2003 Seattle Annual Meeting (November 2–5, 2003)

Paper No. 2
Presentation Time: 8:15 AM

PLEISTOCENE DEXTRAL FAULT SLIP ALONG THE WHITE MOUNTAINS FAULT ZONE, CALIFORNIA


SCHROEDER, Jeffrey M.1, LEE, Jeffrey1, OWEN, Lewis A.2 and FINKEL, Robert C.3, (1)Geological Sciences, Central Washington Univ, Ellensburg, WA 98926, (2)Department of Earth Sciences, Univ of California, Riverside, CA 92521, (3)Center for Accelerator Mass Spectrometry, Lawrence Livermore National Lab, Livermore, CA 94550, jschroed@geology.cwu.edu

Geologic and geodetic studies show that dextral shear within the Eastern California Shear Zone accounts for 20-25% of the relative plate motion between the Pacific and North America plates. A significant component of this dextral shear is accommodated along the Owens Valley-White Mountains fault system. A published kinematic model for the Eastern California Shear Zone suggests that 1.4-4.1 mm/yr of Owens Valley fault slip continues northward along the White Mountains fault zone. New geologic mapping, geomorphic, and geochronologic investigations along the White Mountains fault zone shed light on its Quaternary dextral fault slip history and allow us to test this kinematic model.
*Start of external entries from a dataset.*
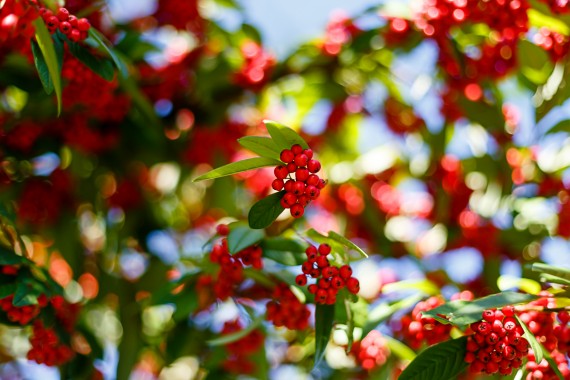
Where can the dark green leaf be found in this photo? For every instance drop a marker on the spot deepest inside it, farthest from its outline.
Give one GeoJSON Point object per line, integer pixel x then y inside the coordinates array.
{"type": "Point", "coordinates": [324, 318]}
{"type": "Point", "coordinates": [284, 251]}
{"type": "Point", "coordinates": [264, 212]}
{"type": "Point", "coordinates": [443, 361]}
{"type": "Point", "coordinates": [100, 66]}
{"type": "Point", "coordinates": [230, 338]}
{"type": "Point", "coordinates": [241, 236]}
{"type": "Point", "coordinates": [42, 68]}
{"type": "Point", "coordinates": [536, 347]}
{"type": "Point", "coordinates": [284, 137]}
{"type": "Point", "coordinates": [100, 39]}
{"type": "Point", "coordinates": [238, 167]}
{"type": "Point", "coordinates": [263, 146]}
{"type": "Point", "coordinates": [465, 312]}
{"type": "Point", "coordinates": [46, 46]}
{"type": "Point", "coordinates": [344, 241]}
{"type": "Point", "coordinates": [26, 294]}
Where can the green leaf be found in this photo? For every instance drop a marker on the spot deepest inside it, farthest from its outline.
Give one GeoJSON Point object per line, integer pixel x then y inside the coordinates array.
{"type": "Point", "coordinates": [284, 251]}
{"type": "Point", "coordinates": [264, 146]}
{"type": "Point", "coordinates": [264, 212]}
{"type": "Point", "coordinates": [462, 313]}
{"type": "Point", "coordinates": [238, 167]}
{"type": "Point", "coordinates": [443, 361]}
{"type": "Point", "coordinates": [283, 136]}
{"type": "Point", "coordinates": [399, 349]}
{"type": "Point", "coordinates": [324, 318]}
{"type": "Point", "coordinates": [347, 243]}
{"type": "Point", "coordinates": [50, 58]}
{"type": "Point", "coordinates": [230, 338]}
{"type": "Point", "coordinates": [100, 66]}
{"type": "Point", "coordinates": [100, 39]}
{"type": "Point", "coordinates": [26, 294]}
{"type": "Point", "coordinates": [241, 236]}
{"type": "Point", "coordinates": [536, 347]}
{"type": "Point", "coordinates": [550, 269]}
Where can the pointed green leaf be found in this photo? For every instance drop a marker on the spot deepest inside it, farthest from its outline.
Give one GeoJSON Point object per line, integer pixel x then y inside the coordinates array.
{"type": "Point", "coordinates": [100, 66]}
{"type": "Point", "coordinates": [347, 243]}
{"type": "Point", "coordinates": [241, 236]}
{"type": "Point", "coordinates": [264, 212]}
{"type": "Point", "coordinates": [230, 338]}
{"type": "Point", "coordinates": [399, 349]}
{"type": "Point", "coordinates": [46, 46]}
{"type": "Point", "coordinates": [100, 39]}
{"type": "Point", "coordinates": [238, 167]}
{"type": "Point", "coordinates": [283, 136]}
{"type": "Point", "coordinates": [462, 313]}
{"type": "Point", "coordinates": [264, 146]}
{"type": "Point", "coordinates": [284, 251]}
{"type": "Point", "coordinates": [536, 347]}
{"type": "Point", "coordinates": [443, 361]}
{"type": "Point", "coordinates": [324, 318]}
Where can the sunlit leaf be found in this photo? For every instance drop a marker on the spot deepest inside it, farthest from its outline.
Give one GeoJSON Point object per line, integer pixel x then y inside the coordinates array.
{"type": "Point", "coordinates": [443, 361]}
{"type": "Point", "coordinates": [238, 167]}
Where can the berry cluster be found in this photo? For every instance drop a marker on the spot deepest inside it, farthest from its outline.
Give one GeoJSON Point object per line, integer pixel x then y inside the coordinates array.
{"type": "Point", "coordinates": [239, 352]}
{"type": "Point", "coordinates": [554, 43]}
{"type": "Point", "coordinates": [75, 29]}
{"type": "Point", "coordinates": [416, 329]}
{"type": "Point", "coordinates": [329, 279]}
{"type": "Point", "coordinates": [230, 274]}
{"type": "Point", "coordinates": [286, 310]}
{"type": "Point", "coordinates": [306, 186]}
{"type": "Point", "coordinates": [372, 352]}
{"type": "Point", "coordinates": [47, 348]}
{"type": "Point", "coordinates": [497, 344]}
{"type": "Point", "coordinates": [543, 371]}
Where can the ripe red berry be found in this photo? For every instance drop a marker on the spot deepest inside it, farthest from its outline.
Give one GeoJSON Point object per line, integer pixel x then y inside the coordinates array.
{"type": "Point", "coordinates": [324, 249]}
{"type": "Point", "coordinates": [62, 14]}
{"type": "Point", "coordinates": [314, 166]}
{"type": "Point", "coordinates": [345, 272]}
{"type": "Point", "coordinates": [277, 184]}
{"type": "Point", "coordinates": [301, 160]}
{"type": "Point", "coordinates": [281, 172]}
{"type": "Point", "coordinates": [83, 25]}
{"type": "Point", "coordinates": [301, 174]}
{"type": "Point", "coordinates": [297, 149]}
{"type": "Point", "coordinates": [301, 280]}
{"type": "Point", "coordinates": [297, 211]}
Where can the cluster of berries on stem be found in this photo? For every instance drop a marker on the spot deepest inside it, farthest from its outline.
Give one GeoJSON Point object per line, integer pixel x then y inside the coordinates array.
{"type": "Point", "coordinates": [497, 345]}
{"type": "Point", "coordinates": [329, 279]}
{"type": "Point", "coordinates": [76, 29]}
{"type": "Point", "coordinates": [305, 187]}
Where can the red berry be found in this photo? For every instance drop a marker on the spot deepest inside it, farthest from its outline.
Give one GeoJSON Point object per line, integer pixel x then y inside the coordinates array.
{"type": "Point", "coordinates": [277, 184]}
{"type": "Point", "coordinates": [301, 160]}
{"type": "Point", "coordinates": [296, 149]}
{"type": "Point", "coordinates": [345, 272]}
{"type": "Point", "coordinates": [83, 25]}
{"type": "Point", "coordinates": [297, 211]}
{"type": "Point", "coordinates": [301, 174]}
{"type": "Point", "coordinates": [281, 172]}
{"type": "Point", "coordinates": [324, 249]}
{"type": "Point", "coordinates": [314, 166]}
{"type": "Point", "coordinates": [62, 14]}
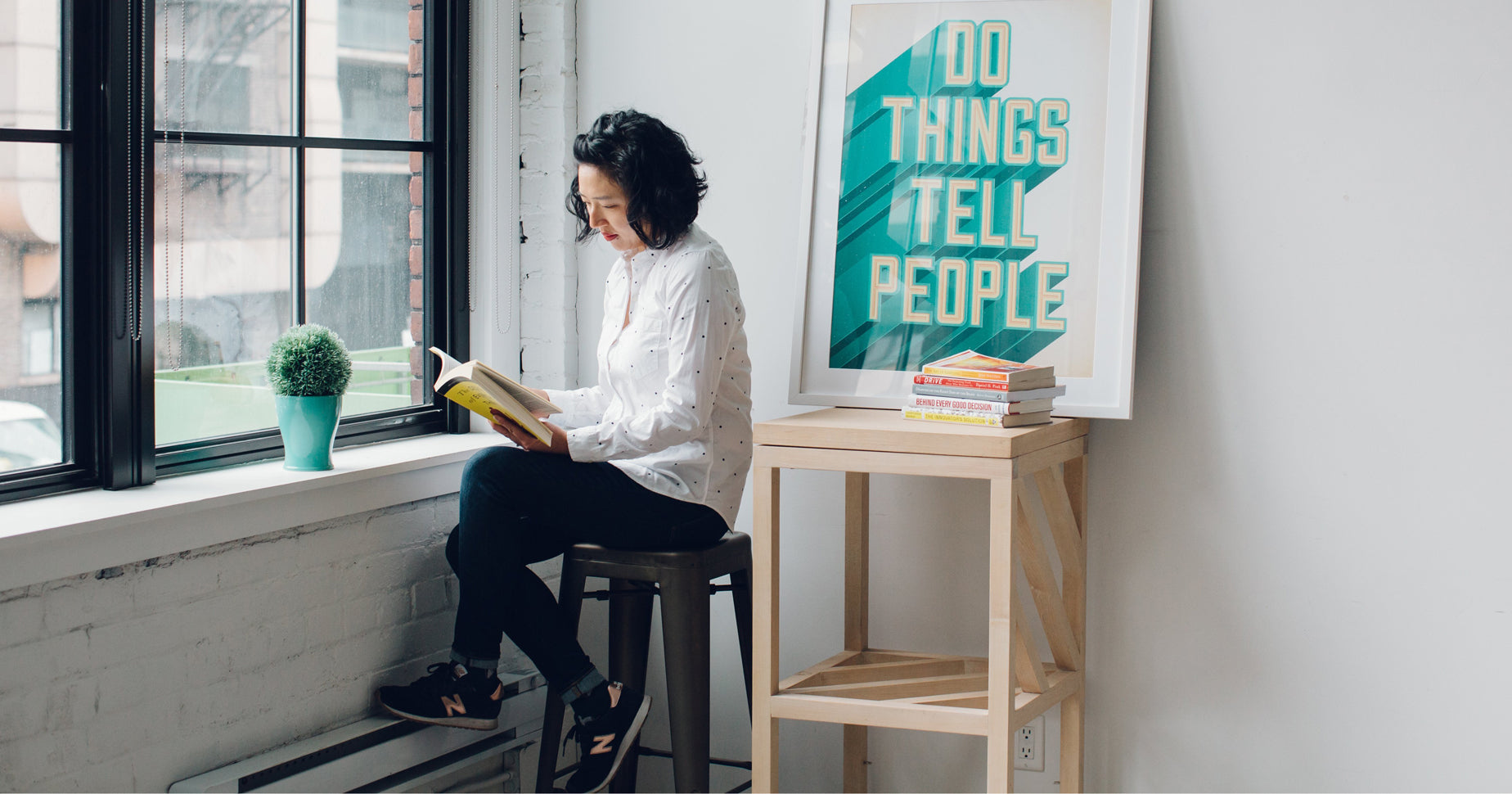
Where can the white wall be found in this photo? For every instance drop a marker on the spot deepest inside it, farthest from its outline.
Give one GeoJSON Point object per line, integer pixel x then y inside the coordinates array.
{"type": "Point", "coordinates": [1298, 560]}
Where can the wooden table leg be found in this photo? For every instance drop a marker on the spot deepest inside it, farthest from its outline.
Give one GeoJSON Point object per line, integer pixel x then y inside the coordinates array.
{"type": "Point", "coordinates": [857, 598]}
{"type": "Point", "coordinates": [1000, 634]}
{"type": "Point", "coordinates": [764, 625]}
{"type": "Point", "coordinates": [1073, 728]}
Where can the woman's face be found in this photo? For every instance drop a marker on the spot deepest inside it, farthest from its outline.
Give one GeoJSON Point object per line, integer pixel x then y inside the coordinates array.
{"type": "Point", "coordinates": [606, 209]}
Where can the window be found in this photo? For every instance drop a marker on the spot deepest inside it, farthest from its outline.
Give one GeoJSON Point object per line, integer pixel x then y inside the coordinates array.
{"type": "Point", "coordinates": [272, 162]}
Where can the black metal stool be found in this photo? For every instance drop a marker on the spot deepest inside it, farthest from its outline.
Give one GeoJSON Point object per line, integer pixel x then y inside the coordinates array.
{"type": "Point", "coordinates": [682, 580]}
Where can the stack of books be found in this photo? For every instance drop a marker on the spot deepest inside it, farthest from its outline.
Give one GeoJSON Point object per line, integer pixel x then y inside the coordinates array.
{"type": "Point", "coordinates": [975, 389]}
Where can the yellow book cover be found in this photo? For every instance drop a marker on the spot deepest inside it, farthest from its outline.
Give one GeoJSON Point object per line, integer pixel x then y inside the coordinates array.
{"type": "Point", "coordinates": [986, 368]}
{"type": "Point", "coordinates": [478, 387]}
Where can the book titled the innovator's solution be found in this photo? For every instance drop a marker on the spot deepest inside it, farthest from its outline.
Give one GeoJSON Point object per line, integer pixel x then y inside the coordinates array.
{"type": "Point", "coordinates": [984, 368]}
{"type": "Point", "coordinates": [478, 387]}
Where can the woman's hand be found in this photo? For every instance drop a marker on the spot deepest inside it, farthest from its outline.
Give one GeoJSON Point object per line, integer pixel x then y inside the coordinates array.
{"type": "Point", "coordinates": [540, 394]}
{"type": "Point", "coordinates": [511, 430]}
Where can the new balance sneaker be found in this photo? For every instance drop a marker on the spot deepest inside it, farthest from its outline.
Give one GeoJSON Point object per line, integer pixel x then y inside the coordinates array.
{"type": "Point", "coordinates": [604, 740]}
{"type": "Point", "coordinates": [447, 696]}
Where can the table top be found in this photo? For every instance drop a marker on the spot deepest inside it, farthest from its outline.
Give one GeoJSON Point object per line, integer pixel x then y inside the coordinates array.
{"type": "Point", "coordinates": [886, 430]}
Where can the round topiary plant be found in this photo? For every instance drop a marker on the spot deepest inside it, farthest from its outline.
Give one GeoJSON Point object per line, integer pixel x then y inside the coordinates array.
{"type": "Point", "coordinates": [308, 360]}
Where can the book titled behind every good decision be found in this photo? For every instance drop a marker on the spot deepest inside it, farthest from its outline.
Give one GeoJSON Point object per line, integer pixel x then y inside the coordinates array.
{"type": "Point", "coordinates": [980, 406]}
{"type": "Point", "coordinates": [984, 368]}
{"type": "Point", "coordinates": [977, 417]}
{"type": "Point", "coordinates": [994, 390]}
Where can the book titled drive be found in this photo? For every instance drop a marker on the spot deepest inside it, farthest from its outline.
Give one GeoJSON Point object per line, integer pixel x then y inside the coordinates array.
{"type": "Point", "coordinates": [977, 417]}
{"type": "Point", "coordinates": [991, 390]}
{"type": "Point", "coordinates": [984, 406]}
{"type": "Point", "coordinates": [984, 368]}
{"type": "Point", "coordinates": [478, 387]}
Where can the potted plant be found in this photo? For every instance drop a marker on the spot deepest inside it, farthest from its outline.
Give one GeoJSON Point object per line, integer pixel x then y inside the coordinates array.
{"type": "Point", "coordinates": [308, 369]}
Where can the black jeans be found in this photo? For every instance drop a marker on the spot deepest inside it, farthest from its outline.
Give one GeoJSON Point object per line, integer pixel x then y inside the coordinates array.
{"type": "Point", "coordinates": [524, 507]}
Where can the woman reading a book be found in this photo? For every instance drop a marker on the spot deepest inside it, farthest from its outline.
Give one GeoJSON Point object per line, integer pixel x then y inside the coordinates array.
{"type": "Point", "coordinates": [655, 456]}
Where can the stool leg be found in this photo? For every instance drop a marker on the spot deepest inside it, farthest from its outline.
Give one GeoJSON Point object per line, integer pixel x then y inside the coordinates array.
{"type": "Point", "coordinates": [569, 605]}
{"type": "Point", "coordinates": [686, 642]}
{"type": "Point", "coordinates": [629, 645]}
{"type": "Point", "coordinates": [741, 589]}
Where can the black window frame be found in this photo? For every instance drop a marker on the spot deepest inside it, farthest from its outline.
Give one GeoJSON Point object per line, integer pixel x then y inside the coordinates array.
{"type": "Point", "coordinates": [106, 165]}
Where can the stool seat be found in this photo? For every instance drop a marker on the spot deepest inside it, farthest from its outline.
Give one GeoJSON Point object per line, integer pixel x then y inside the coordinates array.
{"type": "Point", "coordinates": [681, 576]}
{"type": "Point", "coordinates": [731, 553]}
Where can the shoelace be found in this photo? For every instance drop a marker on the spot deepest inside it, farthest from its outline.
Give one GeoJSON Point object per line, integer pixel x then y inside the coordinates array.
{"type": "Point", "coordinates": [572, 733]}
{"type": "Point", "coordinates": [437, 676]}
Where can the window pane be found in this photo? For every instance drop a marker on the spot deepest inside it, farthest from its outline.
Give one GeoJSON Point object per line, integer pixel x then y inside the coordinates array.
{"type": "Point", "coordinates": [365, 70]}
{"type": "Point", "coordinates": [30, 307]}
{"type": "Point", "coordinates": [363, 268]}
{"type": "Point", "coordinates": [221, 262]}
{"type": "Point", "coordinates": [29, 64]}
{"type": "Point", "coordinates": [224, 65]}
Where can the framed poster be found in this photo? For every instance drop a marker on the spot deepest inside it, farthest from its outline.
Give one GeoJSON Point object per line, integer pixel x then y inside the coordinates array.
{"type": "Point", "coordinates": [973, 182]}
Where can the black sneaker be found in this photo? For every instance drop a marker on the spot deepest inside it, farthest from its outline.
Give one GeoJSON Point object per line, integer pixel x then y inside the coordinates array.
{"type": "Point", "coordinates": [604, 740]}
{"type": "Point", "coordinates": [447, 696]}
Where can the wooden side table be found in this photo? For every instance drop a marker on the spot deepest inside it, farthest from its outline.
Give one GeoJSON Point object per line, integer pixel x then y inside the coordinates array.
{"type": "Point", "coordinates": [929, 692]}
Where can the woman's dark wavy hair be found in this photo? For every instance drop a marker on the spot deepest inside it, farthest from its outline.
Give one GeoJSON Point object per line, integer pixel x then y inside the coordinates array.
{"type": "Point", "coordinates": [652, 164]}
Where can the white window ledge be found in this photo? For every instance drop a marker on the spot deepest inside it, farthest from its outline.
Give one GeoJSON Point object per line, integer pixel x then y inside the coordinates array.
{"type": "Point", "coordinates": [74, 533]}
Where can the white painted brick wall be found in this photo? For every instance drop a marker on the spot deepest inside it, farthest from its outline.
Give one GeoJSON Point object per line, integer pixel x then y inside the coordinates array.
{"type": "Point", "coordinates": [547, 256]}
{"type": "Point", "coordinates": [132, 678]}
Drainages, shutter ridges, and ridgelines show dextral offsets that range from ~5 to 559 ± 7 meters. Beryllium-10 cosmogenic radionuclide dating methods used on in situ boulders demonstrate that the age of the oldest fan surface is 225 ± 25 ka. Minimum offset of drainages developed within the oldest fan surface is 559 ± 7 meters, yielding a minimum late Pleistocene slip rate of 2.5 ± 0.3 mm/yr. Our new data refine a kinematic model proposed for the recent evolution of dextral fault slip in the Eastern California Shear Zone.